Un petit viron stendhalien, teinté de Dumas, avec son “Voyage dans les Alpes”, pour débouler dans un estanco helvétique au blaze cup of tea : le Windows, à l’hôtel d’Angleterre. Déco rococo, légèrement proustien, avec vue sur le lac, et sur le claque, attendu que ça emballe sec dans le bar du restau, le Leopard (groâ !), le tout avec les recommandations d’un louftingue de l’hôtel voisin : « C’est l’une des meilleures ta-a-a-bles de Genève ». Accent qui godille entre les bosses, « douceméent, c’est tout béon ». Eh bien non, ce n’est pas béon, le zorglub n’avait pas les rustis en face des trous, la bectance ne vaut pas une broque. Entre l’amuse bouche microscopique (c’était quoi, au juste ?), le foie gras dé à coudre planqué sous des feuilles à limaces (indigne de ce nom), les deux lichettes de calamar à la tomate, caoutchouteux et mal assaisonnés, tout cela pour la modique somme de quatre vingt dix euros (!), sans compter le rasteau à 150 € (le moins cher des vins de côtes du Rhône !), on se creuse la penseuse, à l’instar du prétentieux Montebourg, et on se demande si les Suisses ne nous prennent pas pour des agates. Pour les ceusses qui ont le morlingue Cahuzac et le caldé Strauss-Khan, direction le Léopard et les reines de l’asperge, d’Argenteuil ou de Perthuis, histoire de dédier un souvenir ému au créateur de l’Académie de Genève, le calviniste Théodore de Bèze (le bien nommé), afin de prouver que Genève et son jet séminal ne sont pas qu’un vaste luna-park à l’ombre du Mont Blanc, revu et corrigé par la banque, la finance, les tocantes, la grande Lulu et les recettes du père Zobi.
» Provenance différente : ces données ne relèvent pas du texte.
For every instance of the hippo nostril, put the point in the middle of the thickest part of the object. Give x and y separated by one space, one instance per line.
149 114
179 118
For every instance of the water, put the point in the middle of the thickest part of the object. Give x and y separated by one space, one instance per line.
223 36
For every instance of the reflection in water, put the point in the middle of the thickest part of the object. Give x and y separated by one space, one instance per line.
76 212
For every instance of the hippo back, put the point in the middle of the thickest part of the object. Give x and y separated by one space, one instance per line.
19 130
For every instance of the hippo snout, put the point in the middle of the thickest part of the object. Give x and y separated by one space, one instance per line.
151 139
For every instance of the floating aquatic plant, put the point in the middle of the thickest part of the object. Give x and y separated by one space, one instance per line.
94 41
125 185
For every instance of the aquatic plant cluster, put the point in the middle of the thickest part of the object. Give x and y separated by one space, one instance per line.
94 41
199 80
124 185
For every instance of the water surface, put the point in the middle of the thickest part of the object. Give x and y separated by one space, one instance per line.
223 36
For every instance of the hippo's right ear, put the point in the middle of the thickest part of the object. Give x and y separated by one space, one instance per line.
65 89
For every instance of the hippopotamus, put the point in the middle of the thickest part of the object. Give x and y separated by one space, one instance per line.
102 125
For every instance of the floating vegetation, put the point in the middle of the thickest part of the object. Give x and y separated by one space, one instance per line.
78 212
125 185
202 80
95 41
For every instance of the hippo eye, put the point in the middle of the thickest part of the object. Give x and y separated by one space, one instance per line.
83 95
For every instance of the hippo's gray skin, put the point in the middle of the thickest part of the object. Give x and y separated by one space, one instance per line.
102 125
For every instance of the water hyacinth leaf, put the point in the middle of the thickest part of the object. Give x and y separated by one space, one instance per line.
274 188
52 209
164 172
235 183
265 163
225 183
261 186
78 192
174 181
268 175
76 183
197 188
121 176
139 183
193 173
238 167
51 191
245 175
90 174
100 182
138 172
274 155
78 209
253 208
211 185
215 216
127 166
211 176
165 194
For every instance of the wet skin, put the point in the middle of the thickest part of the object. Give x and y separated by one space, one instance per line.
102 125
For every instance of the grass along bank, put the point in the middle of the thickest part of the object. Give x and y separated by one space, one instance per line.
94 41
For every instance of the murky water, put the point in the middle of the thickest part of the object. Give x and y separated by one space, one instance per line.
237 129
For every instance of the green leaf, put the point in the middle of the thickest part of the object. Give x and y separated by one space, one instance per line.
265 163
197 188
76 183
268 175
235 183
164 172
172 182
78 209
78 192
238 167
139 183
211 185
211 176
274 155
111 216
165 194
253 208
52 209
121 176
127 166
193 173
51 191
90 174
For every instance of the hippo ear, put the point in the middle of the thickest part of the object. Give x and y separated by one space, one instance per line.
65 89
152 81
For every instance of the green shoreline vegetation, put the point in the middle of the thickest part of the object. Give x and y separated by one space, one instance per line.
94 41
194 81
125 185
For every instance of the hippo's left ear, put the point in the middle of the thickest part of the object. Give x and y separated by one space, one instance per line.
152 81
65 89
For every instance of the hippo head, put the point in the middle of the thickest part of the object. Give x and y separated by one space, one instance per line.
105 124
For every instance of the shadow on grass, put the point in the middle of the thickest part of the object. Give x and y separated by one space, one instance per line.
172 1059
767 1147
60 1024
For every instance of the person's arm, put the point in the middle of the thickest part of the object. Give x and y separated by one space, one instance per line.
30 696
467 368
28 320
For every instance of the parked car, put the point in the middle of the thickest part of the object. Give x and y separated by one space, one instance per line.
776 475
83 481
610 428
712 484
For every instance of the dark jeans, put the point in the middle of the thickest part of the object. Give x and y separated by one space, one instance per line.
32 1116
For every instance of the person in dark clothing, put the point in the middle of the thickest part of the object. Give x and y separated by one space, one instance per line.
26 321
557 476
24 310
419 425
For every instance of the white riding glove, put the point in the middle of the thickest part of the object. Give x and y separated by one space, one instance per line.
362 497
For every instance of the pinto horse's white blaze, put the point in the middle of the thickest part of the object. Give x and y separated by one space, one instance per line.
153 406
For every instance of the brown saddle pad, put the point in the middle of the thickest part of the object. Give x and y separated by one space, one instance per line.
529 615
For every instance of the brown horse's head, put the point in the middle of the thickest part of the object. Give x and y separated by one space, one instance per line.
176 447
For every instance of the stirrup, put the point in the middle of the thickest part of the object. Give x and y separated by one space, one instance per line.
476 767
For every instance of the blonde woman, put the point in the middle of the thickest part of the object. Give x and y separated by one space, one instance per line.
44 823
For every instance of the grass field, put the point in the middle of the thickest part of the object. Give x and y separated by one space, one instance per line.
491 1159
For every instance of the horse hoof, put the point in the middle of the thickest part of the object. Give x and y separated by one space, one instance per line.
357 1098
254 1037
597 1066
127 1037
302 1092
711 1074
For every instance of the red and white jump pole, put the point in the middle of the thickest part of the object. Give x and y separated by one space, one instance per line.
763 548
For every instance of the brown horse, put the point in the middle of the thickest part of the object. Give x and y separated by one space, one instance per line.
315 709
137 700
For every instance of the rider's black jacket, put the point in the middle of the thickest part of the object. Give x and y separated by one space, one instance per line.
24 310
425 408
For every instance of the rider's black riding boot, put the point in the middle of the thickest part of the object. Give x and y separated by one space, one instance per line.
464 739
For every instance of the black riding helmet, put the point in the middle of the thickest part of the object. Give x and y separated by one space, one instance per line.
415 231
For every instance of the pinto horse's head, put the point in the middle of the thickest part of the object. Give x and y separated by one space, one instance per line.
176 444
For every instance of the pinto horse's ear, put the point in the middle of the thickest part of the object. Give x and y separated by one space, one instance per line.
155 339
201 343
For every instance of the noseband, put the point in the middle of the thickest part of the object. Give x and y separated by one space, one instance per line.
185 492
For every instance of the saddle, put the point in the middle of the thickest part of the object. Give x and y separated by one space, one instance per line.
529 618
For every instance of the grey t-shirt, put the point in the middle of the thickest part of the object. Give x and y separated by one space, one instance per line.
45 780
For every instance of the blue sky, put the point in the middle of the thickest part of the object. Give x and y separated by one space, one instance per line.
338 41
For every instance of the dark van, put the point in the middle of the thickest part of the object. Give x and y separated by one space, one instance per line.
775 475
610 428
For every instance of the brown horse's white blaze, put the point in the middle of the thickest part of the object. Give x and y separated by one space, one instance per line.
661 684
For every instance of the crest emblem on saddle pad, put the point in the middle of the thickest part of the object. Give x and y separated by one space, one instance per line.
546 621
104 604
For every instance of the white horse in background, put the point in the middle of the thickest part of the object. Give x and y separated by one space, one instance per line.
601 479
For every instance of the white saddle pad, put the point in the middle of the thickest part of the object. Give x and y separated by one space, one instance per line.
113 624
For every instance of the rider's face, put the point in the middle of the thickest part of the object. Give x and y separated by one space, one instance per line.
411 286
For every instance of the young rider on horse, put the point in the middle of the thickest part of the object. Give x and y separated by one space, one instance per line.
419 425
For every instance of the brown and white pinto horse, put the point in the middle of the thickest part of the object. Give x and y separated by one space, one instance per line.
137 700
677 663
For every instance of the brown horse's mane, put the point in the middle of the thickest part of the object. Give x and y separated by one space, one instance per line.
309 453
Hôtel d’Angleterre, Windows, Quai du Mont Blanc, 1201 Genève, Suisse, 41 22 906 55 14. Carte : 120 €.
Directo Lugdunum, sans passer par le Blanc de volaille de Vonas, afin de plonger dans une ville éclairée par son Rhône, sa Saône, ses rives florentines, son magnifique Musée des Beaux-Arts, ses femmes nues dignes de Véronèse, ses affreux Soulages, ses Jordaens qui jouent de l’estompe et de l’estampe, son Saint-Just qui meurt d’envie d’envoyer Hollande sur la bascule à charlot. Et là, après avoir englouti une ventrée de Rubens et de Tintoret, on oblique rue Royale, à l’assaut d’une légende gastronomique : la Mère Brazier. Attention les avortons, c’est bas de plafond, on se bigorne la terrine à tous les coins de poutre. Justement, en parlant terrine, le pâté en croûte est un délice, digne du sieur Pacaud (l’Ambroisie à Paris), élève de la Brazier par le passé, exécuté par Mathieu Vianey, un chef comme on les aime, qui, rien que pour ce subtil équilibre veau, canard, truffe et foie gras, mérite ses deux macarons. La suite est impériale. Ris de veau et homard, quenelle de brochet au lissé de cul de jeune fille. Intutile de se décarcasser la boîte à ragoût, c’est fin, goûteux, copieux, onctueux à souhait, digne du grand Ducloux du restaurant Greuze à Tournus. On prend son taf, on tartine des bijoux. Contraste évident avec ce Windows de Genève, emblématique de cette génération de chefs à la noix qui découpe au laser cent petits étrons de ceci et de cela, mêlés d’épices inconnues et de légumes mystérieux, de rhétorique à se mordiller les agobilles, pour nous faire croire que c’est créatif. La cuisine doit avoir le goût de l’opulence et l’opulence du goût. Le produit (!) serinait Loiseau. On aboule du tournevis. L’esthétique de tous ces Braque de la mini portion nous encrasse le thermostat.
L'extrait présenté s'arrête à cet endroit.